I Graffi di Damato sulle crescenti turbolenze nel gruppo più consistente della maggioranza, che è quello delle 5 Stelle

Con la complicità dell’allegria natalizia che ci avvolge sempre di più, a dispetto dei problemi che non smettono neppure loro di assediarci, vi propongo un gioco: la scelta della notizia secondo voi principale, più significativa, fra tutte quelle che ha offerto la cronaca politica delle ultime ventiquattro ore.

Comincio da quella che — non so, francamente, se a torto o a ragione, perché la scelta alla fine spetta a voi che leggete —  ha più colpito sulla prima pagina del Corriere della Sera il vignettista Emilio Giannelli: i banchi parlamentari vuoti davanti ai quali, prima che si riempissero col dibattito e le votazioni, ha dovuto parlare il presidente del Consiglio Giuseppe Conte per chiedere e alla fine ottenere, bene o male, il mandato dalla sua maggioranza gialloverde a trattare al pur interlocutorio vertice europeo il controverso problema del Mes o fondo salva-Stati. Su cui il discorso si farà più stringente e decisivo solo fra qualche mese, salvo altri rinvii.

DALLE AULE VUOTE DAVANTI AL GOVERNO

Le aule vuote davanti ad un governo che riferisce di una questione che lacera il dibattito politico, almeno sui giornali, sono sempre uno spettacolo deludente, per quante buone ragioni si possa avere la voglia o l’occasione di cercare e proporre all’indulgenza del pubblico.

Compiuto il passaggio alla Camera senza tanti problemi, pur sempre coi corridoi più affollati dell’aula, Conte ha dovuto affrontare il passaggio più difficile al Senato: più difficile per l’esiguità direi cronica della maggioranza a Palazzo Madama e per le particolari, crescenti turbolenze nel gruppo più consistente della maggioranza, che è quello delle 5 stelle.

ALLE TENSIONI A 5 STELLE

Proprio cinque sono stati i senatori grillini su cui il presidente del Consiglio ha dovuto puntare gli occhi alla fine della discussione, quando si è passati al voto. Ebbene, di questi cinque, solo uno ha votato il documento faticosamente concordato fra ministri, esperti e quant’altri dei partiti della coalizione giallorossa. Gli altri quattro grillini, nonostante l’intervento personale e telefonico dello stesso Grillo su uno di essi, non hanno votato il documento. Tre hanno preferito votare il documento del centrodestra e almeno due di essi sono stati poi visti a cena con i leghisti, in direzione dei quali sembra che stiano muovendosi almeno un’altra decina di senatori stanchi – a sentirne gli sfoghi- di vivere in una bolgia infernale, d’insofferenti non si sa se più dell’alleanza di governo col Pd o della guida del movimento recentemente confermata, con vista sui Fori Imperiali, dal fondatore, garante, “elevato” e quant’altro a Luigi Di Maio.  Del quale, raggiunto poi dalle proteste di chi si aspettava altro, Grillo secondo retroscena sinora non smentiti avrebbe detto che “per ora” non può cambiarlo.

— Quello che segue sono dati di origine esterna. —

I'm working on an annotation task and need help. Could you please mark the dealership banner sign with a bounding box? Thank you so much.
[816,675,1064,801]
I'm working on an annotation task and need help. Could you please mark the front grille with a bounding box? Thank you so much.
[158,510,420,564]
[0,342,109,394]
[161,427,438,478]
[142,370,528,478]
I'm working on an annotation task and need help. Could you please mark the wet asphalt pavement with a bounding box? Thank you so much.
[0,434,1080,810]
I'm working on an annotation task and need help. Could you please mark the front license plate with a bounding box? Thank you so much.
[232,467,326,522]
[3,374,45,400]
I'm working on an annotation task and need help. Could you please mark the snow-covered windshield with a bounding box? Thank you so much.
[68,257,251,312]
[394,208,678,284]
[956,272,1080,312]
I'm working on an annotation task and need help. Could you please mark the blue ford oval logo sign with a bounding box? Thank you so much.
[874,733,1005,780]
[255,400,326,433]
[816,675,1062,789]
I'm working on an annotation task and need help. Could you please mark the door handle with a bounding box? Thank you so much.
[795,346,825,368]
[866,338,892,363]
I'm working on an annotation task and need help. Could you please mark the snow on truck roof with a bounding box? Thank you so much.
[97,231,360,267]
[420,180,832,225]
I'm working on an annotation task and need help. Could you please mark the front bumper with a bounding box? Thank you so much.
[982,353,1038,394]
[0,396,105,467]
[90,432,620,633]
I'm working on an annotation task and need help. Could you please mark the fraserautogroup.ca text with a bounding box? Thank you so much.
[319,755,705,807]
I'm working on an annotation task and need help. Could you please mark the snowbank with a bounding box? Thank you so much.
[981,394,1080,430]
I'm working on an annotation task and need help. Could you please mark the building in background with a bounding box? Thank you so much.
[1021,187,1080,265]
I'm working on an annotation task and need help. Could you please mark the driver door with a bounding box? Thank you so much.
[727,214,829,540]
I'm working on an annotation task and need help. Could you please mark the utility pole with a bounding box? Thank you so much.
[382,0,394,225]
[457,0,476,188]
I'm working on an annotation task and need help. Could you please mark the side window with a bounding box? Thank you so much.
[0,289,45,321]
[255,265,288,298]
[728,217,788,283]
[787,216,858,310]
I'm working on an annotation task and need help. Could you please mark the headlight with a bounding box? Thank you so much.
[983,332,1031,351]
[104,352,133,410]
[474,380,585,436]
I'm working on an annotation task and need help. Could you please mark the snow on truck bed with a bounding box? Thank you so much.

Come avrete notato, non ho fatto e non intendo fare i nomi dei dissidenti, chiamiamoli così, perché ritengo più importante il fenomeno pentastellato col quale siamo alle prese dalla loro inattesa vittoria elettorale del 4 marzo 2018, e col quale deve ora fare di più i conti, anche senza lamentarsene pubblicamente, il presidente del Consiglio.

Dall’Albania, raggiunta come ministro degli Esteri con una tempistica, diciamo così, singolare dopo la disinvoltura con la quale per fare un giro elettorale in Sicilia non ha voluto recentemente partecipare ad un appuntamento in Giappone con i suoi omologhi del G20, Di Maio ha commentato le vicende romane dei suoi senatori denunciando un “mercato delle vacche”, attribuendone la regia alla Lega del suo ex alleato e amico Matteo Salvini e auspicando, chiedendo e quant’altro un intervento della solita magistratura, sulla falsariga di altre transumanze parlamentari, chiamiamole così, avvenute in anni passati da sinistra a destra, a vantaggio del partito di Silvio Berlusconi.

FINO ALL’INDAGATO SALVINI PER ABUSO DI UFFICIO

Contemporaneamente però, o quasi, le agenzie di stampa hanno battuto la notizia di Salvini indagato dalla Procura di Roma per 25 voli di Stato compiuti quando era ministro dell’Interno per fini o circostanze che la Corte dei Conti non ha ritenuto congrue, diciamo così. E così l’ex vice presidente del Consiglio, ora capo dell’opposizione perché leader del maggiore partito dello schieramento antigovernativo, ha potuto riconquistare col fotomontaggio di un ricercato, o qualcosa del genere, la prima pagina del solito e festoso Fatto Quotidiano. Che così ha potuto anche consolare giornalisticamente i lettori delle delusioni o preoccupazioni — immagino — procurate dalle cronache grilline.